From Egypt to the Persian Gulf, journalists, politicians, and academics are asking why thousands of young Arabs felt so alienated at home that they became involved in violence in distant, non-Arab lands such as Afghanistan or Albania, only to return because they were under arrest or in a coffin. The way to eradicate extremism, many of these writers argue, is to foster democracy, improve social justice, and overhaul religious education systems.
This new public debate, largely overlooked by the Western media, has been unfolding for months, with views and opinions expressed that were once taboo.
"Rearranging the Arab house has always been a pressing matter, but now it is an inescapable one," Mustafa al-Fiqi, an Egyptian diplomat and member of parliament, wrote in the pan-Arab daily Al-Hayat.
What is needed, Mr. Fiqi argues, is "the cleaning up of Arab society, which is beset by defects, misguided beliefs, and the deviant use of our religion."
This is likely to make disquieting reading for many Arab leaders, who are also coming under strong press criticism in the region for failing to rally effectively behind the beleaguered Palestinians because of alleged US pressure to remain silent.
According to a columnist in the Daily Star in Lebanon, people "have started to link their governments' failure to help the Palestinians with their failure to promote democracy and civil liberties at home."
Noting that most of the suicide hijackers came from Arab countries, other writers and intellectuals have criticized fellow commentators for "pursuing a policy of denial and disavowal" in rejecting any link between "Arabs, Muslims, and terrorism."
Abd al-Hamid al-Ansari, dean of the College of Sharia and Law at the University of Qatar, wrote in Al-Hayat: "We should be responsible for confronting the idea of terrorism in our midst. There is paralysis in our society that is forcing young people to become involved with terrorist groups."
There has also been growing criticism of the degree to which the regimes have tolerated and even tacitly supported militant Islamists, while publicly trying to suppress them.
Criticizing Arab rulers, Saudi writer Daud al-Shiryan said the 1981 assassination of Egypt's President Sadat by the militant Islamic movement, and other violent confrontations, "should have been sufficient to open their eyes to the danger of this movement and its reliance on violence as a means of expression."
The regimes tackled the movement by imposing "restrictions on public liberty and the silencing of other voices in society, oblivious of the need for democracy and freedom of expression, the building of state institutions, economic reform and a campaign against corruption." That policy itself created "a new generation of extremists."
The need to boost democracy in a part of the world where it has made only tentative inroads has become a common theme in much recent Arab press comment.

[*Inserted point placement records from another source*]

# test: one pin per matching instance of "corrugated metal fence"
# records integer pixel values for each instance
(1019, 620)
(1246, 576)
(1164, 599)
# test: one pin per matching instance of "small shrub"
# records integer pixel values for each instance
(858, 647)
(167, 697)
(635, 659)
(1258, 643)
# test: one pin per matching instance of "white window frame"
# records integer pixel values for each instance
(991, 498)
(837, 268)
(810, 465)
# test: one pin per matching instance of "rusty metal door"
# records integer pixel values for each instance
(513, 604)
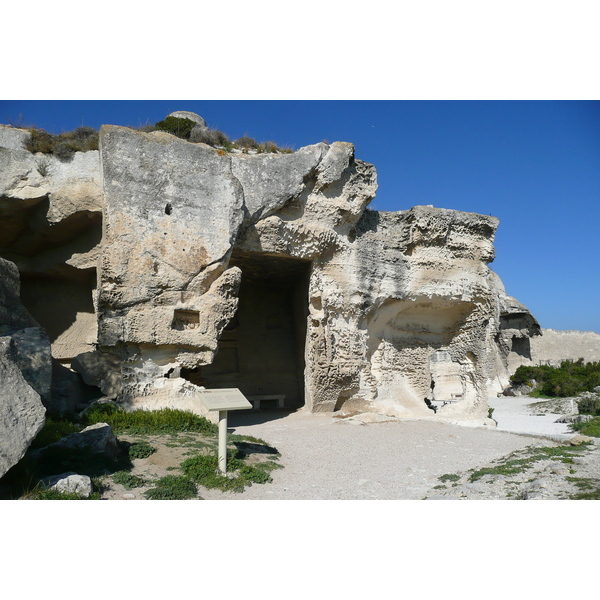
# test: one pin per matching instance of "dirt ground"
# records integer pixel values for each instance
(327, 458)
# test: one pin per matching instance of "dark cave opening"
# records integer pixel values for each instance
(261, 351)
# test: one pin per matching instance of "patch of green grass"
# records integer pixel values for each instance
(173, 487)
(590, 428)
(128, 480)
(53, 431)
(512, 464)
(150, 422)
(140, 450)
(590, 488)
(570, 379)
(204, 470)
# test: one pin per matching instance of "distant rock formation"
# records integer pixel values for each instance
(159, 265)
(554, 346)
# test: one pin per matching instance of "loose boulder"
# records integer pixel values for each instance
(22, 414)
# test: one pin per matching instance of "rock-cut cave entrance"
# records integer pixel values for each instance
(261, 351)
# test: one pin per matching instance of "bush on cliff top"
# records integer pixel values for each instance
(65, 144)
(570, 379)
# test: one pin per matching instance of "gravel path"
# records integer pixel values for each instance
(326, 458)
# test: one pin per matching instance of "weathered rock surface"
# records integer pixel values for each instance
(22, 414)
(70, 483)
(265, 272)
(50, 227)
(95, 439)
(555, 346)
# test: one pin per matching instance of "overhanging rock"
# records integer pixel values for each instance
(267, 272)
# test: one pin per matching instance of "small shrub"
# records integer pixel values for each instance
(212, 137)
(43, 167)
(128, 480)
(589, 406)
(570, 379)
(590, 428)
(246, 142)
(40, 141)
(269, 147)
(64, 145)
(182, 128)
(173, 487)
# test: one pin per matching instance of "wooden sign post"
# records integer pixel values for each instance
(222, 401)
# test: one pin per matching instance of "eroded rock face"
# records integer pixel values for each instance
(265, 272)
(22, 414)
(25, 372)
(50, 227)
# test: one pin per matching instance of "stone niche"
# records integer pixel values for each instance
(158, 266)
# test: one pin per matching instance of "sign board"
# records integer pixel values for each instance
(225, 399)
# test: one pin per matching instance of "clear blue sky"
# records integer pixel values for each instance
(533, 164)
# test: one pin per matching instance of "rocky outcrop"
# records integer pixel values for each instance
(50, 227)
(555, 346)
(25, 371)
(265, 272)
(22, 414)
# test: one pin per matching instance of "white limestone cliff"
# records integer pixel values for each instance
(265, 272)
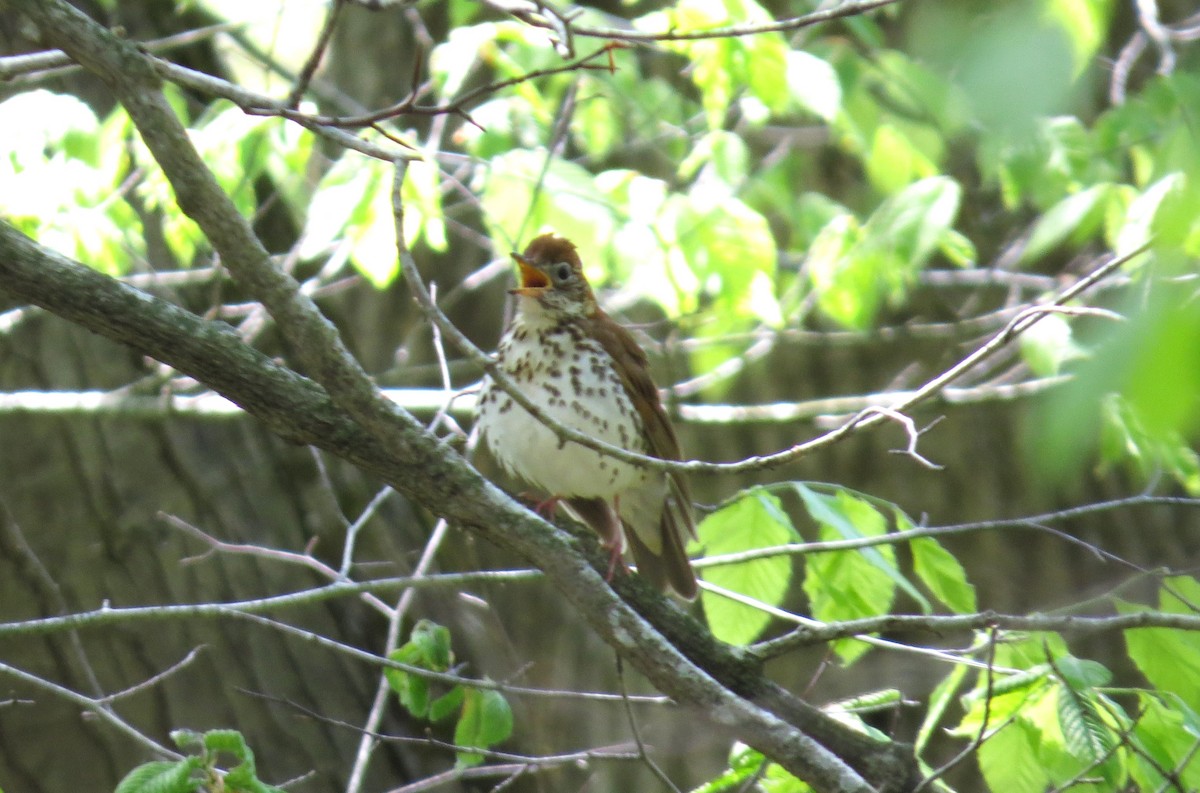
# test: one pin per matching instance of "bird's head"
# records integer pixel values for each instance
(552, 278)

There was a stark warning from Abd al Khaliq, a professor in the United Arab Emirates, of what would happen unless the Arabs blended the "innovations of the modern world with the best influences and beliefs from our own Arab and Islamic legacy." The Arab nation will "remain in a state of permanent fracture, division, extremism, and confrontation one with another," while producing and exporting terrorists.
Echoing other commentators, he cautioned that if the Arab world does not put its own house in order, "then order will be imposed from outside" by the US, in accordance with its own "interests and desires."
The extent to which Arab leaders will respond to the new debate remains to be seen. Skeptics suspect some Arab governments view the debate merely as a safety valve for a restless public.
But for many, the fact that a debate on such sensitive issues is being aired at all reflects a sea change in the regional atmosphere, which could also help promote a genuine dialogue between Islamic and Western civilizations.
"It doesn't mean to say that there will be instant solutions, but it's a huge step forward to have all these things talked about," says Gerald Butt, Gulf editor of the Middle East Economic Survey. "Having opened up this debate, you can't really close it down again."